2. There were no differences in gestational diabetes, operative delivery or birth weight between intervention arms.
Evidence Rating Level: 1 (Excellent)
Study Rundown: Excessive gestational weight gain has been associated with adverse maternal and neonatal outcomes including postpartum weight retention, gestational diabetes, preeclampsia, large for gestational age (LGA) infants, and childhood obesity. Current guidelines for recommended weight gain in pregnancy are BMI-dependent such that women with low BMI <18.5 kg/m2 are recommended to gain 28-40 pounds (lbs), women with normal BMI between 18.5 and 24.9 kg/m2 are recommended to gain 25-35 lbs, overweight women with BMI between 25-29.9 kg/m2 are recommended to gain 15-25 lbs and obese women with BMI ≥30.0kg/m2 are recommended to gain just 11-20 lbs. While these guidelines have been promoted worldwide, a significant proportion of women, particularly overweight and obese women, continue gaining too much weight in pregnancy. Lifestyle interventions to counter gestational weight gain and its associated adverse pregnancy, neonatal and maternal health outcomes cons are a growing area of interest. Prior studies focusing on overweight or obese women before pregnancy suggested that exercise and diet interventions could be used to decrease gestational weight gain and the risk for gestational diabetes.
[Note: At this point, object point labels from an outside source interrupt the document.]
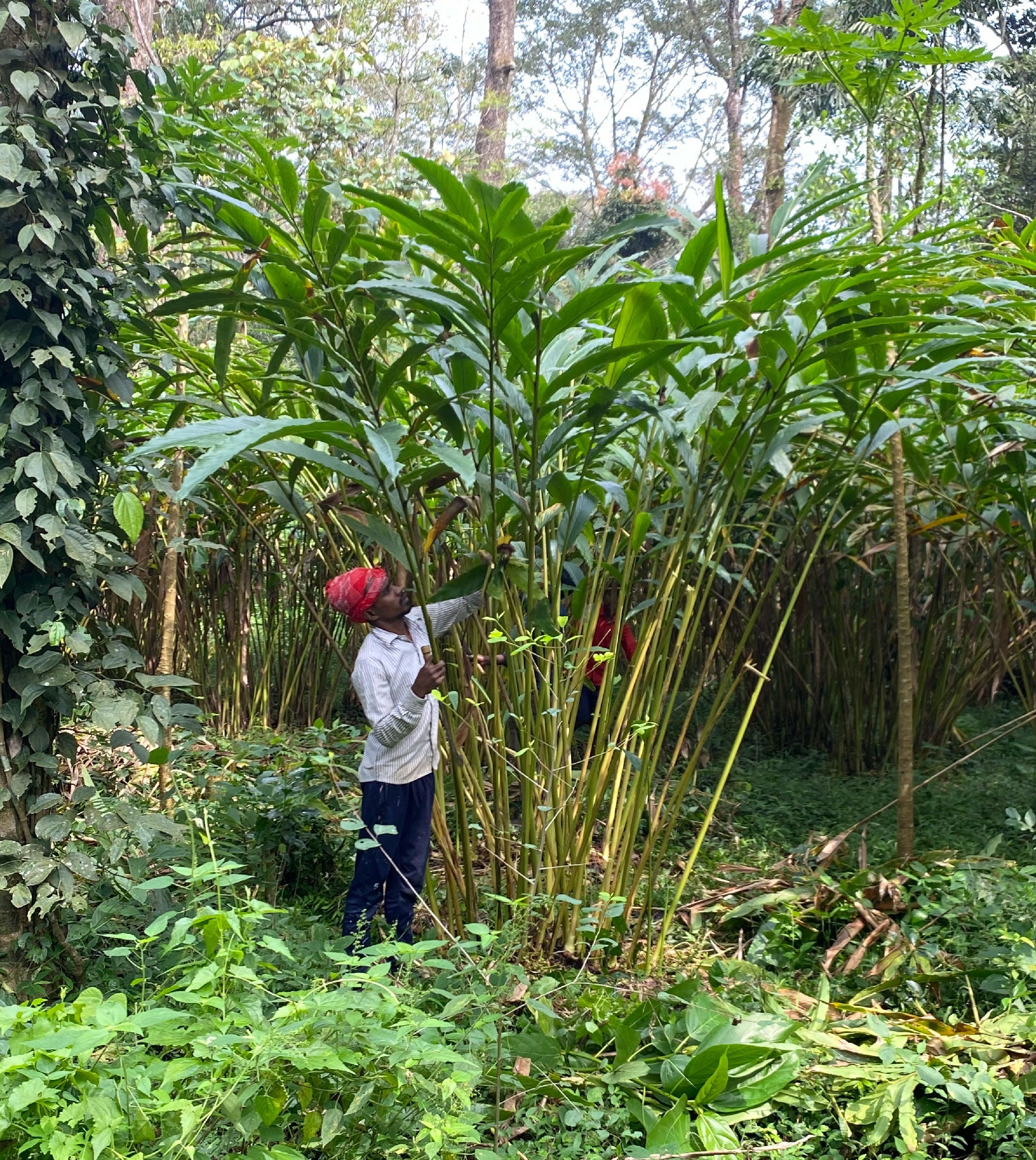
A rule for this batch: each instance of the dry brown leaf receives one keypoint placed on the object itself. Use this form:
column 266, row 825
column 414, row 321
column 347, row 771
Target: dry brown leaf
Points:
column 846, row 936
This trial evaluated the impact of an exercise and diet intervention and found that while the intervention was associated with decreased gestational weight gain, there were no effects on maternal or neonatal outcomes. Strengths of the study were single-blinded randomized controlled trial design and implementation in an existing health care system. Limitations included random 1:1 allocation such that women were not randomized by pre-pregnancy BMI and in fact more overweight women were randomized to the intervention arm, which may bias results toward the null. Only women who felt capable of performing the exercise component of the intervention were included in the study such that results may be limited by selection bias and may not apply to women who less motivated to exercise. RCTs in all women, and especially overweight and obese women, are needed to determine whether a threshold gestational weight gain exists beyond which pregnancies are at greater risk for adverse outcomes for both mother and baby.
In-Depth [randomized controlled trial]: This study evaluated the impact of a lifestyle intervention consisting of dietary counseling delivered via telephone and twice weekly exercise classes on gestational weight gain and maternal and neonatal outcomes in 296 women. The control group (n = 295) in this study received routine prenatal care and an informational pamphlet about nutrition and exercise during pregnancy. The primary outcomes of interest were gestational weight gain, infant birth weight, maternal fasting glucose levels and adiposity and operative deliveries.
Women in the intervention group gained 1.3 kg overall (p = 0.009) and gained weight at a slower rate than their control arm counterparts (p = 0.03). A nonsignificantly larger proportion of women in the control arm exceeded gestational weight gain guidelines (p = 0.056). No differences in any maternal or neonatal outcomes were observed.